第173話 雷撃


 一方、トーノは焦っていた。


『ちくしょう!どうやったら死ぬんだよコイツ!』


 網の隙間からチクチクと槍で突きさす一同。

 本来は触手を先に切ってから攻撃する予定だったが、時間が無いので触手をかいくぐってトーノが槍で突き刺している。


「デカすぎて槍が通らない!」

『正確には通っているが奥まで刺さらないんだよ!』


 ラインが腹話で悲鳴をあげるがトーノも大変である。

 サンメヤズラは巨大すぎる上に触手が元気に蠢いている。

 そこをかいくぐっての攻撃なのでどうしても弱くなる。

 しかもトーノの役割はそれだけではない。


『うわぁぁぁぁ!!!』

『ちぃぃぃ!!!』


 触手に捕まった兵が居たので慌ててその触手を切り払うトーノ!

 兵はそのまま地面に落ちると同時にトーノが慌てて捕まえて外へと逃げる。


『た、助かりましたあ!』

『どういたしまして!』


 半ばやけくそで叫ぶトーノ。

 一事が万事この調子なのだ。


 それ故にほとんど攻撃が通っていない。


『どうすればいい?』


 トーノがそんなことを考えていたその時だった。


バヂヂヂヂヂ!!!


 突然、目の前で何かが光った!


ビッタン!ビッタン!


 触手が今まで以上に大暴れする!

 それを見て慌てて叫ぶトーノ!


『距離を取れ!早くだ!』


 慌てて距離を取る一団。


『くそ!網の一部を解いたか!』

「厄介な!」


 中に居るラインも舌打ちする。

 この上、コイツが暴れ始めたらたまったものではない。

 そんなことを考えていたトーノだが、すぐに違和感にきづく。


『なんだぁ?』


 サンメヤズラは触手をピーンと伸ばして震えている。

 なんというか……足を攣ったようなイメージである。


 そしてトーノは気付いた。

 一番長い触手の上に誰かが乗っている。


 それは竜の兜を被って茶色の着流しを着た晶霊だった。

 紅い体をしていて、触手に槍を突き立てている。


バヂ……バヂ……


 その晶霊の体にまとわりつくように小さな稲妻が走っている。

 それを見てトーノが唸る。


『雷撃か!』


 雷の力を持つ晶霊らしく、サンメヤズラに電撃を加えているようだ。

 その晶霊がトーノに向かって叫ぶ。


『今の内に槍をどんどん刺しなさい!』

『わ、わかりました!行け!お前達!』


 トーノの号令で全員がサンメヤズラへと襲い掛かった!

 程なくして針鼠のようになるサンメヤズラ。


ブルブル……


 まだ震えているのだが、死んでいるのか電撃でそうなっているのかがわからない。

 トーノが電撃を与えている晶霊に声を掛ける。


『槍を刺し尽くしました!』

『よし!』


 そう言ってジャンプして離れる晶霊。


ビッタンビッタン……


 力なく触手を落とすサンメヤズラ。

 誰が見ても完全に絶命したとわかる状態だ。

 だが、トーノは歴戦の古強者。

 決して安心したりはしない。


『念のため、触手は根元から切り取っておけ。
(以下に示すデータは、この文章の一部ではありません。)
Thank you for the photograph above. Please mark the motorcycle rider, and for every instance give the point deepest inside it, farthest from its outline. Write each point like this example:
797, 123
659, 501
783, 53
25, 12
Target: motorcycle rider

それから決して油断するな! 舌で絡めとられると地獄だぞ! 意識を感じられたらすぐにまた槍で刺せ!』

『『『『『は、はい!』』』』』


 慌ててわらわらとサンメヤズラに群がる晶霊兵たち。

 それを見てホッとしたトーノが電撃を加えた晶霊に向いた。


『失礼ですがどなたで……』


 言い終えない内にトーノは気付いた。

 晶霊がいつの間にか居なくなっていたのだ。


『一体どこに……』


 トーノの言葉に答える者は居なかった。